Wanderer über dem Nebelmeer

02.09.2020 Los Sauces

Es geht nebelig los. Kann mir nur recht sein. Heute wird eine lange Strecke sein und jeder Tag ohne Sonnencreme ist ein schönerer Tag. Nach all den Fernwanderjahren bin ich ganz schön gut im Etappeneinschätzen geworden. 11 Kilometer Luftlinie, das heißt für mich 25 Kilometer und jede Menge Höhenmeter. Die ersten 10 Kilometer heraus aus Santa Cruz lasse ich viele "idyllische" Schlenker des GR130 links liegen und gehe entlang der LP1. "Nehmen Sie doch dieses nette Seitental und einen Umweg von 2 Kilometer in Kauf, um 400 Meter weiter von hier wieder auf die Straße zu gelangen, auf der Sie bereits sind..."? Nur wenn's dafür ein Fleißstempelchen ins Stempelheft gibt! Gibt's aber nicht.

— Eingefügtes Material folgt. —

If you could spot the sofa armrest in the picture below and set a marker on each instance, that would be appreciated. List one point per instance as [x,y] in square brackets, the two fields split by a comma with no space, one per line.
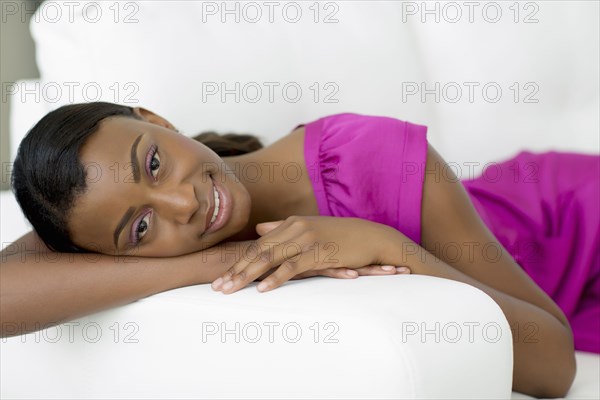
[385,337]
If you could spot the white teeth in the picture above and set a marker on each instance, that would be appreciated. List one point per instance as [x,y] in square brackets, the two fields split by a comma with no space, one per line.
[217,201]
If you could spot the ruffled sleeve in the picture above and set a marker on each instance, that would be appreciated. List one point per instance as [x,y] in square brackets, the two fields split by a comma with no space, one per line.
[368,167]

Die zweite Hälfte wird eh noch anstrengend genug und hier folge ich auch brav dem Weg. Er geht wunderschön an der Steilküste entlang und durch viele Bananenplantagen. Überall riecht es nach Fenchel. Hier wächst ein ganzes Frischhalteregal von Sachen... Mangos, Äpfel, Zitronen, Salatköpfe, Tomaten, überall Bewässerugsanlagen, die das Wasser von den Bergen in die Felder leiten... ich werde nass, sitt und satt.

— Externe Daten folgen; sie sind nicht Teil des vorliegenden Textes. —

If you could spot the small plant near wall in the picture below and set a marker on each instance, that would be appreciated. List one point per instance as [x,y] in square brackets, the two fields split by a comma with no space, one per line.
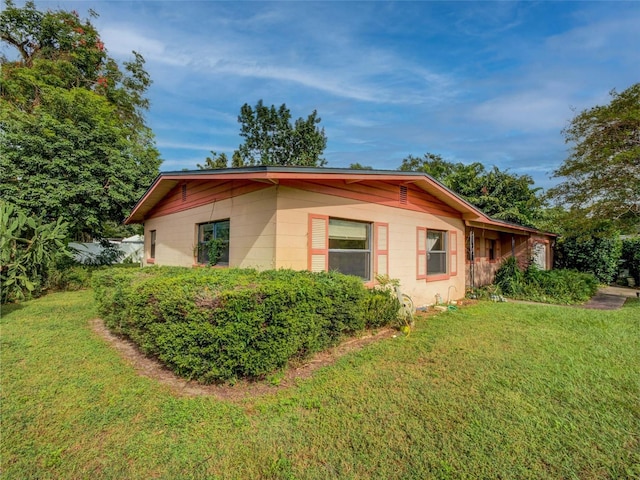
[212,250]
[548,286]
[405,307]
[215,247]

Das Laufen fällt mir aber schwer. Ich weiß nicht genau wieso. Eigentlich ist alles wie immer, nur will mein Kopf nicht so recht. Heute Abend gehts zu jemanden privat ins Haus, den ich nicht mehr erreichen konnte. Ich merke, dass mich eine unklare Ankunftssituation träge macht. Am vermeintlichen Zielort als GPS-Koordinate finde ich mich auf einer Straße mit 30% Gefälle, aber ohne Haus wieder. Ein Mann spricht mich an, ohne mich anzuschauen. Ich bin verwirrt und versteh kein Wort. Eine alte Frau kommt dazu, der Mann spricht weiter und dreht sich weg. Hmm... muss 'ne Verhaltensstörung sein. Ich frage die alte Frau nach einer habitación und wow, sie versteht mein Spanisch. Das ist toll! Aber 'ne Wohnung hat sie trotzdem nicht. Also rufe ich noch einmal die Nummer meiner Nimmerlandsunterkunft an und es geht endlich jemand ran. Nur Spanisch. Ich mache ihm klar, wo ich stehe. 5 Minuten später steht ein 40 Jahre alter Minilaster samt Hund neben mir und lädt mich ein. Es geht rauf in die Berge. "¿De dónde eres?" Oh das verstehe ich. Paderborn! "Ah! Frankfurt?" ...nähm... Sí. Irgendwann sind wir auf einer kleinen Finca angekommen. Ich wohne unterhalb seines Hauses in einer großen Wohnung und blicke hinunter ins Tal auf den großen Brückenbogen vor Los Sauces. Der Besitzer Diego hängt mir eine Bananenstaude vor die Tür und weist auf seine Tomatenstauden im Garten. Genial, der Weg zum Supermarkt erübrigt sich für heute. Wir quasseln noch ein bisschen Spenglisch über Corona und wie doof das ist, da erreichen mich schon die ersten Whatsapp-Nachrichten, dass das Auswärtige Amt nun auch vor den Kanaren warnt. "Die Kanaren sind ab sofort tabu", sagt der WDR. Hmm... muss zugeben, dass sich das jetzt doch etwas komisch anfühlt in der Tabuzone zu sitzen. Gleichzeitig bin ich froh, gerade noch so rausgekommen zu sein, ohne dass ich mir Gedanken über Lohnfortzahlung machen muss. Arbeiten geht ja auch prima im Homeoffice, wie uns Corona eindrucksvoll gelehrt hat. Die Kameras an den Laptops sind nicht nur als Klebestelle für Plaster da.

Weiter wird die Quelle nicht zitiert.